Your AI Coding Assistant Has a 55.8% Chance of Writing Vulnerable Code. And Your Tools Won’t Catch It.
A security leader’s analysis of the Broken by Default formal verification study — and what it means for every organization that hasn’t reclassified AI-generated code as untrusted input.
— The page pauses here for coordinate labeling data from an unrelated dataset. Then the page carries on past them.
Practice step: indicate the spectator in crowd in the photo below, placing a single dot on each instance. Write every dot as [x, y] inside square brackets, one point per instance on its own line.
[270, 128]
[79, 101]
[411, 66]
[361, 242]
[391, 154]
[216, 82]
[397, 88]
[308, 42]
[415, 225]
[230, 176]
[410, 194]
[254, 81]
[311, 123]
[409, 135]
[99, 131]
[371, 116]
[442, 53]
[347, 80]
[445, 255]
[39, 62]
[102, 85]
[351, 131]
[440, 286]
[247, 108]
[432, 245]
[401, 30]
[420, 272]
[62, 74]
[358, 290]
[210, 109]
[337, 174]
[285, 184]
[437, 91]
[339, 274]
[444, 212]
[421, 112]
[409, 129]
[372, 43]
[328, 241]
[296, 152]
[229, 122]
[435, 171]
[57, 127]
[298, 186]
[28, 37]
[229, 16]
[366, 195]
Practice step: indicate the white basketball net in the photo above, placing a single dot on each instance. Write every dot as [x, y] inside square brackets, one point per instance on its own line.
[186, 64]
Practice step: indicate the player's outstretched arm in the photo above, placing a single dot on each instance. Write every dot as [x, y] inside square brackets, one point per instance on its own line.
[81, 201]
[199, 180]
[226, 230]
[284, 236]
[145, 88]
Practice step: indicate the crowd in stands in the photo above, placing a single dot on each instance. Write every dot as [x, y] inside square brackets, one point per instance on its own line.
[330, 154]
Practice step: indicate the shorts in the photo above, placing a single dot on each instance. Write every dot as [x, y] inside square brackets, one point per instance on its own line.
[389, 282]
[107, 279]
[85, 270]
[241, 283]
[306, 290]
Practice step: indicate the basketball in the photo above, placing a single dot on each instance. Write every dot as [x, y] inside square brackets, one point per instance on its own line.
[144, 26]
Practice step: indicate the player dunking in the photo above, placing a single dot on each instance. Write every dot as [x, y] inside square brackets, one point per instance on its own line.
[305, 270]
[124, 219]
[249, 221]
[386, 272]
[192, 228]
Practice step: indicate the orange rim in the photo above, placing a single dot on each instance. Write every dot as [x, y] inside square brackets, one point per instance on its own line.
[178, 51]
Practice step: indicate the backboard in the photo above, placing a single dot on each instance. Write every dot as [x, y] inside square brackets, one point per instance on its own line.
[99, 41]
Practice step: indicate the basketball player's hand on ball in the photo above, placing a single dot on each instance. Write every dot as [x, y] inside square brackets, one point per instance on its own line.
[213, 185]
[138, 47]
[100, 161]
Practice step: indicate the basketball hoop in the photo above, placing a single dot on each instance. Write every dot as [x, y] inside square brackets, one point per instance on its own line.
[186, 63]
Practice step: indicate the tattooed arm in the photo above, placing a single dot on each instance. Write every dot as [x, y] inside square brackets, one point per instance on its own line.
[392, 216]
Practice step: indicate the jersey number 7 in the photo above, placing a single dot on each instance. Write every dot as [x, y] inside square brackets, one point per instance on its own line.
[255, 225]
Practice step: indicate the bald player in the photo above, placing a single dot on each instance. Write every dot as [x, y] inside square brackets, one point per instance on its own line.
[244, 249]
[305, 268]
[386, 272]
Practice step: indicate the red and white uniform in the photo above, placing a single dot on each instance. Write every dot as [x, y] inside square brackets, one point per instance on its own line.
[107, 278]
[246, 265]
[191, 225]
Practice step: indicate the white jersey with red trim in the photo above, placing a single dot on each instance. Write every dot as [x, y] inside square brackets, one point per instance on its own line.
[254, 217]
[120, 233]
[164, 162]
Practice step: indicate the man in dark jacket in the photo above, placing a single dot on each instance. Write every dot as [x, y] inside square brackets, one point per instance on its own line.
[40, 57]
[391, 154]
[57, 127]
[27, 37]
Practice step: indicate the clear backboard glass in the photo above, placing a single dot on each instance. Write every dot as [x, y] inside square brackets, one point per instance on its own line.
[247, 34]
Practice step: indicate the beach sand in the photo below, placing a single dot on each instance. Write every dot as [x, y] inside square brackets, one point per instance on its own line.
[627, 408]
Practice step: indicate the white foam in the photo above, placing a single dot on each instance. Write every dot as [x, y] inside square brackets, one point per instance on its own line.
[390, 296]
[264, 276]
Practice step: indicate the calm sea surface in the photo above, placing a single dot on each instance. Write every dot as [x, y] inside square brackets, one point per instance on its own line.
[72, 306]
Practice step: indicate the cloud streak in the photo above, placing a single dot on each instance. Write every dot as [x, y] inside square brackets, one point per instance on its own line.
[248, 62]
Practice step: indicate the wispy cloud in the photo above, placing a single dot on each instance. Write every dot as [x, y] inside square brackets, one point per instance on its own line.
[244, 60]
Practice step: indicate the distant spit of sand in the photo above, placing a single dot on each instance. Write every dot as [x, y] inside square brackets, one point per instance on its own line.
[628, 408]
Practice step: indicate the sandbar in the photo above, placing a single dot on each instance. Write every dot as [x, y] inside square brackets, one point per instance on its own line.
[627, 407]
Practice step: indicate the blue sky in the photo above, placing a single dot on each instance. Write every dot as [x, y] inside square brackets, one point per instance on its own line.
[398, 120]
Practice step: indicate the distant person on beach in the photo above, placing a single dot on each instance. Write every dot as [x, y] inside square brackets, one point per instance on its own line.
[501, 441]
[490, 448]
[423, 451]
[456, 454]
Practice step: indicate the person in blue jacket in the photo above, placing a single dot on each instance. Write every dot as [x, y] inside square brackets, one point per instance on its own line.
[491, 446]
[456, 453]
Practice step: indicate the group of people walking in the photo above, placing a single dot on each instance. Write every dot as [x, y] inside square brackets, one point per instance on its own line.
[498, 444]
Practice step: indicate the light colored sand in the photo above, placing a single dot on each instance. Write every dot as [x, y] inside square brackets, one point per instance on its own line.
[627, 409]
This analysis is based on Broken by Default: A Formal Verification Study of Security Vulnerabilities in AI-Generated Code by Blain & Noiseux (Cobalt AI). 3,500 code artifacts. 7 production LLMs. 500 security-critical prompts. Z3 SMT formal verification — not pattern matching. The full dataset is publicly available at
github.com/dom-omg/bbd-dataset.
|
55.8% Mean Vulnerability Rate |
1,055 Z3-Proven Exploitable |
97.8% Invisible to SAST Tools |
0 / 7 Models at Grade C or Better |
We built our security programs on an assumption so foundational that most of us never articulated it: the person writing the code understands what they’re writing. They know the language’s edge cases, the context of the system, the difference between code that compiles and code that’s safe. Our entire review apparatus — peer review, static analysis, penetration testing — was designed around the premise that a knowledgeable human sits at the origin of every code artifact, and our tools exist to catch the mistakes that even knowledgeable humans make.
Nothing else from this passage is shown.